A food safety factory shutdown has Americans hunting for baby formula. Readying themselves for a covid-19 lockdown, Chinese in Beijing emptied store shelves. Emerging from lockdown, some in Shanghai are visiting well-provisioned markets. U.S.-China agricultural trade is booming, but many are still being left hungry. Food security, sustainability and safety remain issues.
U.S. Industry Groups, Letter to Biden administration on next steps in US-China affairs, August 5, 2021
August 5, 2021
Secretary of the Treasury
1500 Pennsylvania Avenue, NW
Washington, DC 20508
On behalf of the undersigned organizations, we write to express our support for continued engagement with China on trade and economic issues, including full implementation of the U.S.-China Phase One Trade Agreement (“Phase One”), and swift action to address the costly and burdensome tariffs and retaliatory tariffs.
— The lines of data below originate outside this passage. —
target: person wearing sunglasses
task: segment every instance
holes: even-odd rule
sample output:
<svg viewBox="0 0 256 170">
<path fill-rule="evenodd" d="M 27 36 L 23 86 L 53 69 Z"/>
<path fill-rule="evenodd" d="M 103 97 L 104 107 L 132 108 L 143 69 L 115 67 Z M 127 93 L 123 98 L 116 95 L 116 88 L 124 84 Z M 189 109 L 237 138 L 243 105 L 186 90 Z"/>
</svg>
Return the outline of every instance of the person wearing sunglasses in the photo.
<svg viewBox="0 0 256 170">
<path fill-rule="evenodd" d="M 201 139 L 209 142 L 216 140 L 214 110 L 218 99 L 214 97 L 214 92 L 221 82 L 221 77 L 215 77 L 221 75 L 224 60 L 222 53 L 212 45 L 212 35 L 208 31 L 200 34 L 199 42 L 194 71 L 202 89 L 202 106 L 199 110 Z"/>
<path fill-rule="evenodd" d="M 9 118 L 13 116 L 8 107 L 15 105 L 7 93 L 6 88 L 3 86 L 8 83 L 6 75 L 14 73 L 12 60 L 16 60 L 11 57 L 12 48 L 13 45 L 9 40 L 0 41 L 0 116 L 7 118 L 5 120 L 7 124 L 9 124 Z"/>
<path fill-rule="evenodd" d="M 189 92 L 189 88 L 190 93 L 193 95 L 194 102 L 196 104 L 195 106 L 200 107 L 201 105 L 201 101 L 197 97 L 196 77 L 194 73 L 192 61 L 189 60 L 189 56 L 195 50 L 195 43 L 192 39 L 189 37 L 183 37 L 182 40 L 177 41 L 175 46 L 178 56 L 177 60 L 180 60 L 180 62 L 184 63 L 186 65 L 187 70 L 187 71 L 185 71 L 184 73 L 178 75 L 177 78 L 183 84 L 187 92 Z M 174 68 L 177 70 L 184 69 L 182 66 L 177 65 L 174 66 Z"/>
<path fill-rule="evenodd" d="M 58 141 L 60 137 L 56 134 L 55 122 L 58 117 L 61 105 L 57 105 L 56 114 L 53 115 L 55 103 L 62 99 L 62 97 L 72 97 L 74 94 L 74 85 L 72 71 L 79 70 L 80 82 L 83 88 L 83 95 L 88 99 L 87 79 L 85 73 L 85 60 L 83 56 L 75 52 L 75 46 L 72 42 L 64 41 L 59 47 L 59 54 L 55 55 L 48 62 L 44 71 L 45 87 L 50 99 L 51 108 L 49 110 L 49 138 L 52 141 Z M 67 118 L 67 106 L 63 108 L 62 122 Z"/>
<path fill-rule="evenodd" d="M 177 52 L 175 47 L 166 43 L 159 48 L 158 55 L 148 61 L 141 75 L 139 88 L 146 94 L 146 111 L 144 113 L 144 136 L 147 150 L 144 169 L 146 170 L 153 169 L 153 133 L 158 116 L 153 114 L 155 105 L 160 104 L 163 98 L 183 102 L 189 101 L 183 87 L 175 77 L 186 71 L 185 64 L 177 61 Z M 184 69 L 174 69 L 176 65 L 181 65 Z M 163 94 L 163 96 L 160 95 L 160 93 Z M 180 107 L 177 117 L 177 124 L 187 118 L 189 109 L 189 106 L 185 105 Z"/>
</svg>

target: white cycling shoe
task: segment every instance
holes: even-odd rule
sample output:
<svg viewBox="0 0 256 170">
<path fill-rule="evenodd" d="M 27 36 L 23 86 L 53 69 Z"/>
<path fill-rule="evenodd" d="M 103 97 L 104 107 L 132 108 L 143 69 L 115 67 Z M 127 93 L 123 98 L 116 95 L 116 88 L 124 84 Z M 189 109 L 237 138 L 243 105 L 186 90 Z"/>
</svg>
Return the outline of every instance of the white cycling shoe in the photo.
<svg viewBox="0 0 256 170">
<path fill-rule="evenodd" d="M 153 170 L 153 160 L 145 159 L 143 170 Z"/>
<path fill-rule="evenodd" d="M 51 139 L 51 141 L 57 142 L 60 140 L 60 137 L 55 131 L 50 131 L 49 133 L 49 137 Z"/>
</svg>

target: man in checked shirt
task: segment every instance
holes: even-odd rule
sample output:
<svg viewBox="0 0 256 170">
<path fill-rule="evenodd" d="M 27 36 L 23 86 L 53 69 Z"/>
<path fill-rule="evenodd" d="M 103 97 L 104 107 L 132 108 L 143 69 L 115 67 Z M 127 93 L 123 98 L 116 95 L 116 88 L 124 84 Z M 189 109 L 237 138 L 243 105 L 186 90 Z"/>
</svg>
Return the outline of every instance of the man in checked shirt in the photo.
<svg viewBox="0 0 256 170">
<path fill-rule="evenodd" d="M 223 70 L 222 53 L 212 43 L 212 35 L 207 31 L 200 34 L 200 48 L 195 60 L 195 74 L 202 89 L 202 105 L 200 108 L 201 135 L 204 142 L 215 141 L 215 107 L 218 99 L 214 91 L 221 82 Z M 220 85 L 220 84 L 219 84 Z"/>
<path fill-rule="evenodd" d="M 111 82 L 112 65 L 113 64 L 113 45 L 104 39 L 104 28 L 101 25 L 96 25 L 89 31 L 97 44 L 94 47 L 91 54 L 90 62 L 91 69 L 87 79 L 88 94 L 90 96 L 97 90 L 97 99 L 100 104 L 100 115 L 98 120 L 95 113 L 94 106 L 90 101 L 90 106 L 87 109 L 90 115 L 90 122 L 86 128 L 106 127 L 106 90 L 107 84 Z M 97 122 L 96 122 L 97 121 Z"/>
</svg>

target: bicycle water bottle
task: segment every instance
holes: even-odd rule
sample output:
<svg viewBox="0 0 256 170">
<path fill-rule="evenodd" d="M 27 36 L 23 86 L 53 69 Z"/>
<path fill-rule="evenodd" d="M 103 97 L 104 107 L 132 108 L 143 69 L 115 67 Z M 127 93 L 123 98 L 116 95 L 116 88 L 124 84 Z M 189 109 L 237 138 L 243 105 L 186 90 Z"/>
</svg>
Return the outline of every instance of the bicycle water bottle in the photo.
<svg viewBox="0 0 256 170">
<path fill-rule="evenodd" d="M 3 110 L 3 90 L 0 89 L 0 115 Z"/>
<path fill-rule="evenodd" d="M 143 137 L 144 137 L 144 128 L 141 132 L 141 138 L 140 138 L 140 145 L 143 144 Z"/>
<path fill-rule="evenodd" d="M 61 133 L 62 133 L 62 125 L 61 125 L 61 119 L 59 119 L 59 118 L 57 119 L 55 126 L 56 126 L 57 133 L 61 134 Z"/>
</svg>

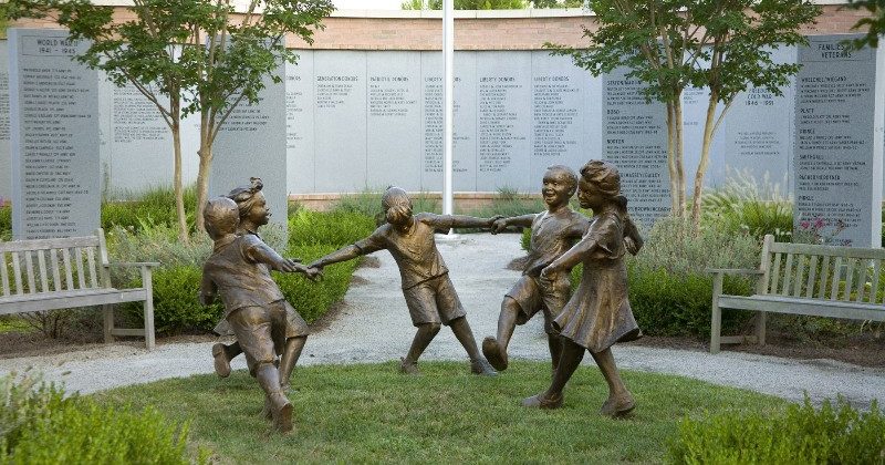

We support the Biden Administration holding China accountable to its Phase One commitments, and we strongly urge the Administration to work with the Chinese government to increase purchases of U.S. goods through the remainder of 2021 and implement all structural commitments of the Agreement before its two-year anniversary on February 15, 2022.
The Chinese government has met important benchmarks and commitments made in the agreement that benefit American businesses, farmers, ranchers, and workers. For example, the commitment by China to open up its markets to U.S. financial institutions – and other U.S. financial service providers – reflects a hard-won U.S. achievement, and years of work by administrations of both parties. The chapter 3 commitments have been good for American agriculture, addressing most long-standing market access barriers. China has removed market access barriers for some U.S. fruits and grains and for nearly all U.S. beef products, as well as expanded its list of U.S. facilities eligible to export beef, pork, poultry, seafood, dairy, feed additives, and infant formula to China, among other actions. However, there is more work to be done by both governments to ensure that China meets its existing purchase commitments, including purchases of American ethanol. The commitments also did not include some of the most competitive U.S. goods exports to China, such as US lumber and chemical industry exports. Additional work is also needed to ensure that China fully implements outstanding structural commitments, particularly in the areas of biotechnology, patent linkage, services (including financial services), and protection of intellectual property rights.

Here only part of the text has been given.